When both parties consent to a divorce, the process is much easier. Whilst there are instances where consent is vital, and it is therefore strongly recommend that it is sought before filing, there are also those where obtaining consent before starting the divorce process is, whilst still advisable, far from absolutely necessary.
When consent is essential
If the reason for the divorce being sought is two-year separation, then the divorce will not be granted without both parties’ consent. The spouse that files for the divorce (the Petitioner) confirms that they want a divorce by sending a completed Divorce Petition to their nearest divorce centre. The party that receives the application (the Respondent) will need to confirm that they, too, want their marriage to end by then completing and returning a D10 form (which they will be sent along with a copy of the Divorce Petition their spouse filed) to said divorce centre.
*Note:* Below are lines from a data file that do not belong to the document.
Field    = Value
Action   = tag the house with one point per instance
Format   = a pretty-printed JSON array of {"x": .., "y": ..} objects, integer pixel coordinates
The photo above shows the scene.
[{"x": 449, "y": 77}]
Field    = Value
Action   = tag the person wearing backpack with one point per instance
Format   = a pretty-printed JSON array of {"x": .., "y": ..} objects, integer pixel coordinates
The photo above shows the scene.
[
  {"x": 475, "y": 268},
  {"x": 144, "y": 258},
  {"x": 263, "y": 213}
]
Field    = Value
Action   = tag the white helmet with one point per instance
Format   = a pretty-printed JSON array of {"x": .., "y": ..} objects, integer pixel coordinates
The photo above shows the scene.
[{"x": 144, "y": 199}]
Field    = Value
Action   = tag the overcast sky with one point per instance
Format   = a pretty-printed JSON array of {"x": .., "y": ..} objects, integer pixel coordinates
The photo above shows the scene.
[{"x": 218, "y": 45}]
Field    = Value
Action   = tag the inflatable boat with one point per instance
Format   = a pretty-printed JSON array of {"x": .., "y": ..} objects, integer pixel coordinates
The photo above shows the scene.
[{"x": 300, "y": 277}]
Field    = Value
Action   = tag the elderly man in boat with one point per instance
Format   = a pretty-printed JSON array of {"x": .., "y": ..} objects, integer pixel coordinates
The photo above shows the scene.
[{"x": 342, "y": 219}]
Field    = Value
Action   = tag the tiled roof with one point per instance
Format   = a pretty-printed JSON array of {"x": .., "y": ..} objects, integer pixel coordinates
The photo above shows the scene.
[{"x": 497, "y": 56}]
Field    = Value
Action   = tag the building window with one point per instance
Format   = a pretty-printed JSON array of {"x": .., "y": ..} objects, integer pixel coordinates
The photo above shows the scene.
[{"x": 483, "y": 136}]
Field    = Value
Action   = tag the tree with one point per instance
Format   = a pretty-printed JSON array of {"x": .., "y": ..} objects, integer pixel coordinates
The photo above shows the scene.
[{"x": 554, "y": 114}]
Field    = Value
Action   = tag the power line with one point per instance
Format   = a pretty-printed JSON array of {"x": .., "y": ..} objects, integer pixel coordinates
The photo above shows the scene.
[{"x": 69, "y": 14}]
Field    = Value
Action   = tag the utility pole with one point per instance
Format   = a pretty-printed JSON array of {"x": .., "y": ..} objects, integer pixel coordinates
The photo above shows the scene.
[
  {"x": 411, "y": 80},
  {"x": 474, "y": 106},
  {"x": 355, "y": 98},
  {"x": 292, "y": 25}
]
If the Respondent refuses to do this, the divorce will not be able to proceed – hence why it is so important that anyone that intends to file on this ground ensures that their spouse also wants a divorce before starting the process.
Why consent is needed in an adultery-based divorce
Whilst it is technically possible for a divorce to be granted without consent when adultery has been cited as the relevant ground, the Petitioner will need to prove that the adultery took place. As this is a highly problematic task, it’s nigh on essential that the Respondent’s consent is sought before a divorce is sought on this ground.
When consent isn’t essential
Divorces that rely on the fact that the parties have been living separately for at least five years or the Respondent having behaved unreasonably can proceed without both parties’ consent.
Under such circumstances, the Petitioner can use a process server to deliver the documents to the Respondent by hand. Once this has been done, the divorce can proceed without the Respondent’s consent.
Alternatively, if the Petitioner does not know the Respondent’s address then, provided they have tried to locate them, they can actually get a divorce without their spouse being informed. You can find out more about this here.
Why it’s always advisable that consent is sought
If someone doesn’t know where their spouse is, they clearly cannot enquire as to whether they would consent to a divorce. In all other circumstances, however, it is advisable that consent be obtained before filing for divorce if possible.
The divorce process can be extremely stressful when there is any uncertainty surrounding the process. By ensuring that consent has been obtained beforehand, people can save themselves from significant worry and anxiety.